Huawei Gugat Transsion, Ancaman Serius bagi Infinix dan Tecno di Pasar Eropa

Huawei gugat Transsion di Pengadilan Paten Terpadu Eropa dengan tuduhan pelanggaran paten teknologi dekode video. Kasus ini bisa berdampak besar pada masa depan penjualan ponsel Infinix dan Tecno, dua merek populer yang bernaung di bawah Transsion Holdings.
Latar Belakang Gugatan Huawei terhadap Transsion
Kasus hukum ini bermula ketika Huawei, salah satu raksasa teknologi asal China, mengajukan gugatan hukum terhadap Transsion di cabang Munich, Jerman. Gugatan tersebut masuk ke ranah Unified Patent Court (UPC), pengadilan yang memang berwenang menangani sengketa paten di kawasan Eropa.

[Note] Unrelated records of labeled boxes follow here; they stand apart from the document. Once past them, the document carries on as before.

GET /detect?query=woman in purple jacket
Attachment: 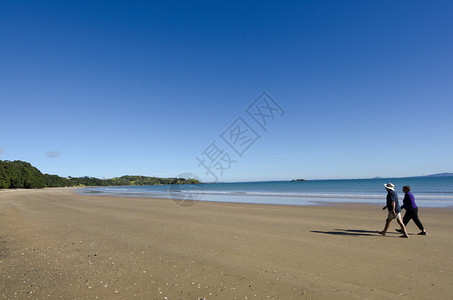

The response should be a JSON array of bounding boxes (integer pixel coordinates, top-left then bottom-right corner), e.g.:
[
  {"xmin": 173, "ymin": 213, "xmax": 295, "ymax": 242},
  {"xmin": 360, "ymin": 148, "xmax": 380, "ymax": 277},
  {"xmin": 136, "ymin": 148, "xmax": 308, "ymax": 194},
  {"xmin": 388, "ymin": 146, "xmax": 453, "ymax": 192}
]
[{"xmin": 395, "ymin": 185, "xmax": 428, "ymax": 235}]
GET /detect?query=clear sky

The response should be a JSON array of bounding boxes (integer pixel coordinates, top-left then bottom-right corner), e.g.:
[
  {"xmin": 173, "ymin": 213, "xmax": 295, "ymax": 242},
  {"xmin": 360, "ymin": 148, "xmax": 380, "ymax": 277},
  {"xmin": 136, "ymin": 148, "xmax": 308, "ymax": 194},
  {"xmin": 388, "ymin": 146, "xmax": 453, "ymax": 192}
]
[{"xmin": 0, "ymin": 0, "xmax": 453, "ymax": 181}]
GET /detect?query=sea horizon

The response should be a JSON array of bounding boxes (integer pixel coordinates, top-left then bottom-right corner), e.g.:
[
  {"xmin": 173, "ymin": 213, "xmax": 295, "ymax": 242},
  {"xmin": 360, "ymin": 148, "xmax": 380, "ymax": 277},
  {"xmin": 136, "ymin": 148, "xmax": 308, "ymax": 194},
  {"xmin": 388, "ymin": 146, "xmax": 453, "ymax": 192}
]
[{"xmin": 79, "ymin": 176, "xmax": 453, "ymax": 207}]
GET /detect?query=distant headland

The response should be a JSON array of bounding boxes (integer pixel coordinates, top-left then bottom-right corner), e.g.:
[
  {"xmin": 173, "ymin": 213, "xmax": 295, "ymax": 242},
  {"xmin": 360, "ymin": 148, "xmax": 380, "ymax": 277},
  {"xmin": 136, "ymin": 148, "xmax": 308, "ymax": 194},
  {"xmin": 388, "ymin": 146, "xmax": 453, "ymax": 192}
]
[{"xmin": 0, "ymin": 160, "xmax": 201, "ymax": 189}]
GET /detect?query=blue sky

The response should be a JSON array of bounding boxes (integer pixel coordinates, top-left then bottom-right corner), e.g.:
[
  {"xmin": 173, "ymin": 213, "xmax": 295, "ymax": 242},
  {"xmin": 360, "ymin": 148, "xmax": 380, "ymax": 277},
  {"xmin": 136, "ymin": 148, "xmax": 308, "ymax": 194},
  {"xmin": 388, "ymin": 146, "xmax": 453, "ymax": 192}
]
[{"xmin": 0, "ymin": 1, "xmax": 453, "ymax": 181}]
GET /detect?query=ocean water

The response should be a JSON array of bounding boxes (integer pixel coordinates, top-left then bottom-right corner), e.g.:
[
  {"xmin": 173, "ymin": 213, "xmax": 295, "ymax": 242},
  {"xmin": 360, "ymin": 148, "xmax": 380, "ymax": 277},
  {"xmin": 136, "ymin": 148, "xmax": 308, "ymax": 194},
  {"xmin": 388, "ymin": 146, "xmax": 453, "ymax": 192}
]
[{"xmin": 80, "ymin": 176, "xmax": 453, "ymax": 207}]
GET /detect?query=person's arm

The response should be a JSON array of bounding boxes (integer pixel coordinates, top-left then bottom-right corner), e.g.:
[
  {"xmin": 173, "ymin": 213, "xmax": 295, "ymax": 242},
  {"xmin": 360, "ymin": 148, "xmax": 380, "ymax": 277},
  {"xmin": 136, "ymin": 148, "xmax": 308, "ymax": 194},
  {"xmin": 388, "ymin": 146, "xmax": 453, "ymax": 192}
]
[{"xmin": 401, "ymin": 194, "xmax": 407, "ymax": 209}]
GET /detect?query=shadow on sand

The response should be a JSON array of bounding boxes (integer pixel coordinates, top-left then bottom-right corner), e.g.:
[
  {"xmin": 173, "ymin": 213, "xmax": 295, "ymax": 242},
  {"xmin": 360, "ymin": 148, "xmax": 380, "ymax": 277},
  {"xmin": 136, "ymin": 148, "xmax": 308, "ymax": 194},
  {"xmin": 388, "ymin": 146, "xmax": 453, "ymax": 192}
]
[{"xmin": 310, "ymin": 229, "xmax": 396, "ymax": 236}]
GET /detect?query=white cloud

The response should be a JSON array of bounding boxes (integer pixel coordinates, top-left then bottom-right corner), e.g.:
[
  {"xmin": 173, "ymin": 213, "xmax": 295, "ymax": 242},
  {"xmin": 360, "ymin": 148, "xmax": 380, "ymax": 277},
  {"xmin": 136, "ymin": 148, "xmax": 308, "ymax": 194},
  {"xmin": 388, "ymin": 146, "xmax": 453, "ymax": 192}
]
[{"xmin": 46, "ymin": 151, "xmax": 61, "ymax": 158}]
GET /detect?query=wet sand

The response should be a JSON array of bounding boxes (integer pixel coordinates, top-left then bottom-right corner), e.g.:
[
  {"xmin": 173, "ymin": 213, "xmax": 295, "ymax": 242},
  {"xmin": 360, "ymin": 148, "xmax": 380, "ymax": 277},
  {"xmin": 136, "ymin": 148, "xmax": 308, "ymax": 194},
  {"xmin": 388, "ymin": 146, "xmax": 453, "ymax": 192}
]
[{"xmin": 0, "ymin": 189, "xmax": 453, "ymax": 299}]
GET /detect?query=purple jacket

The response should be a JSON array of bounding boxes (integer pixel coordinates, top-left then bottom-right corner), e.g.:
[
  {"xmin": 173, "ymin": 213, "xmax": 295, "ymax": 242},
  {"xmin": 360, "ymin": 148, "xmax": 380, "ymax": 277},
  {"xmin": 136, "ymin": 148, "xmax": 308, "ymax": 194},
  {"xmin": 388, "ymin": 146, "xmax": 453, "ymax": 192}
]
[{"xmin": 401, "ymin": 192, "xmax": 417, "ymax": 210}]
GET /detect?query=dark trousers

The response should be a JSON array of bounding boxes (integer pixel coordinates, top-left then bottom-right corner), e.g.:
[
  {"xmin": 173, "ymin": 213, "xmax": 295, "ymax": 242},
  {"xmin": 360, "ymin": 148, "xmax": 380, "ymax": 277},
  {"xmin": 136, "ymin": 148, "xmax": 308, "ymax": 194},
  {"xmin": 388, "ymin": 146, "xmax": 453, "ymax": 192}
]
[{"xmin": 403, "ymin": 207, "xmax": 424, "ymax": 230}]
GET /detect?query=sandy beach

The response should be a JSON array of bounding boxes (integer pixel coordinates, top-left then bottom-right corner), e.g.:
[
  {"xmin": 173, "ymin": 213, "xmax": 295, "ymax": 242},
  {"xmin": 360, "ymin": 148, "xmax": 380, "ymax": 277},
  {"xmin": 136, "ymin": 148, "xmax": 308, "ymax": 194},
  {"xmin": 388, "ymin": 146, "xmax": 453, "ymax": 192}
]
[{"xmin": 0, "ymin": 188, "xmax": 453, "ymax": 299}]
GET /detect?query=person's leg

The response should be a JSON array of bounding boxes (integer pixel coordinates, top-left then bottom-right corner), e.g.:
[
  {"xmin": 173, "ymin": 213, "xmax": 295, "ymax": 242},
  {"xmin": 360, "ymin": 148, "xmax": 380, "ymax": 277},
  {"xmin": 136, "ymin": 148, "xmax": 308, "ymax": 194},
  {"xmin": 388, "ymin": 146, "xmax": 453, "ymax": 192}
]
[
  {"xmin": 396, "ymin": 215, "xmax": 409, "ymax": 237},
  {"xmin": 412, "ymin": 207, "xmax": 426, "ymax": 233},
  {"xmin": 403, "ymin": 209, "xmax": 413, "ymax": 226},
  {"xmin": 378, "ymin": 218, "xmax": 392, "ymax": 235}
]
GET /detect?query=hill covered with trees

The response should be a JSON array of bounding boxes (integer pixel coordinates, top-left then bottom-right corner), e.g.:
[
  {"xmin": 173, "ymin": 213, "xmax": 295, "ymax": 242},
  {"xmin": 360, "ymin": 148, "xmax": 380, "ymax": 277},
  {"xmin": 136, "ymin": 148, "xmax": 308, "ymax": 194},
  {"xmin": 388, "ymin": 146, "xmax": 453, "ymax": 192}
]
[{"xmin": 0, "ymin": 160, "xmax": 200, "ymax": 189}]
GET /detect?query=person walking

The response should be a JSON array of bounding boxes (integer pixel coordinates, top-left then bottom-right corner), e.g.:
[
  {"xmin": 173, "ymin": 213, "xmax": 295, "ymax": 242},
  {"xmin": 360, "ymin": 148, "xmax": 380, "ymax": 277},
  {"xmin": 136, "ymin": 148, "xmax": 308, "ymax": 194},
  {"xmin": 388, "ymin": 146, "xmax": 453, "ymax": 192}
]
[
  {"xmin": 378, "ymin": 183, "xmax": 409, "ymax": 238},
  {"xmin": 395, "ymin": 185, "xmax": 428, "ymax": 235}
]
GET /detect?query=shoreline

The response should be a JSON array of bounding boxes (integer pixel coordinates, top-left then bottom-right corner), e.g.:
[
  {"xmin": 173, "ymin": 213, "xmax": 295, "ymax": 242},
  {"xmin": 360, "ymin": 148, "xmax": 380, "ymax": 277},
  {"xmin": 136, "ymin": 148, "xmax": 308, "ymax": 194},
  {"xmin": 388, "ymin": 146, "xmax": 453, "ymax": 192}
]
[{"xmin": 0, "ymin": 188, "xmax": 453, "ymax": 299}]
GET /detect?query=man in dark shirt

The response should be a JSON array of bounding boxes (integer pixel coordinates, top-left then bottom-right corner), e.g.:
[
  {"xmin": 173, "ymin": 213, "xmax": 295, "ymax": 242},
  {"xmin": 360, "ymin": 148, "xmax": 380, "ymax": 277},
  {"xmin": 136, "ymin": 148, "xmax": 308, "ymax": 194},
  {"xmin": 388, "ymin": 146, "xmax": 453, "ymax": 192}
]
[
  {"xmin": 396, "ymin": 185, "xmax": 428, "ymax": 235},
  {"xmin": 378, "ymin": 183, "xmax": 409, "ymax": 238}
]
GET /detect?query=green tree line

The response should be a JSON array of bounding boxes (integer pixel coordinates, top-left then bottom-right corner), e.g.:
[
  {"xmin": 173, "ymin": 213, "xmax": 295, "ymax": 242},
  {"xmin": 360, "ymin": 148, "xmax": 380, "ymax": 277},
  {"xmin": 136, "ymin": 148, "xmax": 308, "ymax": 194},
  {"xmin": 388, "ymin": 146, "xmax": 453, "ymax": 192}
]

Menurut laporan awal, paten yang dipermasalahkan adalah EP2725797, sebuah paten yang berkaitan dengan teknologi dekode video. Teknologi ini memungkinkan pemutaran video berjalan lebih lancar, bebas dari distorsi maupun gangguan kualitas tampilan.
Huawei menilai bahwa Transsion menggunakan teknologi tersebut tanpa izin resmi. Meski belum jelas perangkat mana yang dituding melanggar, besar kemungkinan hal itu mencakup produk-produk dari lini Infinix, Tecno, hingga Itel.

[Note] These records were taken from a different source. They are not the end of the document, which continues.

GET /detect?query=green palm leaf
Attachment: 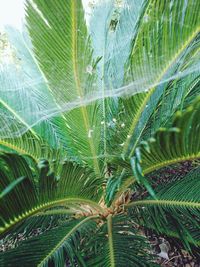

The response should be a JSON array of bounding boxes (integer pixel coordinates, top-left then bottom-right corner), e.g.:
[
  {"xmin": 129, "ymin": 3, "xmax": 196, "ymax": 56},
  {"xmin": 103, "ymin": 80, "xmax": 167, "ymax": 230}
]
[
  {"xmin": 117, "ymin": 0, "xmax": 200, "ymax": 159},
  {"xmin": 127, "ymin": 168, "xmax": 200, "ymax": 250},
  {"xmin": 87, "ymin": 215, "xmax": 156, "ymax": 267},
  {"xmin": 0, "ymin": 217, "xmax": 96, "ymax": 267},
  {"xmin": 0, "ymin": 154, "xmax": 101, "ymax": 237},
  {"xmin": 26, "ymin": 0, "xmax": 101, "ymax": 173}
]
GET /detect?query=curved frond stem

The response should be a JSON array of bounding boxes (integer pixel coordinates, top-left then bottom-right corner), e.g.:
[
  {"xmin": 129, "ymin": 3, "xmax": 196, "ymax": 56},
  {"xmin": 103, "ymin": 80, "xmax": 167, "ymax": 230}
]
[
  {"xmin": 37, "ymin": 216, "xmax": 98, "ymax": 267},
  {"xmin": 0, "ymin": 198, "xmax": 103, "ymax": 234},
  {"xmin": 124, "ymin": 199, "xmax": 200, "ymax": 209}
]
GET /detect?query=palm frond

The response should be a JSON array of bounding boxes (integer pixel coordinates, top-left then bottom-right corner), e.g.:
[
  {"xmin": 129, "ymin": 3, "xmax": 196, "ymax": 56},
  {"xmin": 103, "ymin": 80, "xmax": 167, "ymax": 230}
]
[
  {"xmin": 0, "ymin": 154, "xmax": 101, "ymax": 234},
  {"xmin": 127, "ymin": 168, "xmax": 200, "ymax": 248},
  {"xmin": 0, "ymin": 217, "xmax": 96, "ymax": 267},
  {"xmin": 87, "ymin": 215, "xmax": 156, "ymax": 267},
  {"xmin": 26, "ymin": 0, "xmax": 102, "ymax": 174},
  {"xmin": 113, "ymin": 0, "xmax": 200, "ymax": 157}
]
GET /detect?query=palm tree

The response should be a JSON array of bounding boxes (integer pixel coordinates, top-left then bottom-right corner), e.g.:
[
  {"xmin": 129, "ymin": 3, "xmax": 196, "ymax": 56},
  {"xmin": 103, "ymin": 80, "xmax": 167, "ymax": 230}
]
[{"xmin": 0, "ymin": 0, "xmax": 200, "ymax": 267}]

Dampak Langsung bagi Transsion di Pasar Eropa
Jika pengadilan memenangkan gugatan Huawei, Transsion bisa menghadapi dua skenario serius. Pertama, perusahaan bisa diwajibkan membayar biaya lisensi dalam jumlah besar. Kedua, jika gagal memenuhi tuntutan hukum, ada potensi pembatasan penjualan produk mereka di pasar Eropa.
Padahal, kawasan Eropa merupakan salah satu pasar strategis bagi pertumbuhan Transsion. Penjualan ponsel Tecno dan Infinix di sana belakangan menunjukkan tren positif, bahkan menjadi salah satu pendorong utama ekspansi global Transsion.
Pembatasan penjualan tentu akan menjadi pukulan telak. Bukan hanya soal kehilangan potensi keuntungan, tapi juga citra perusahaan yang bisa tercoreng di mata konsumen dan investor.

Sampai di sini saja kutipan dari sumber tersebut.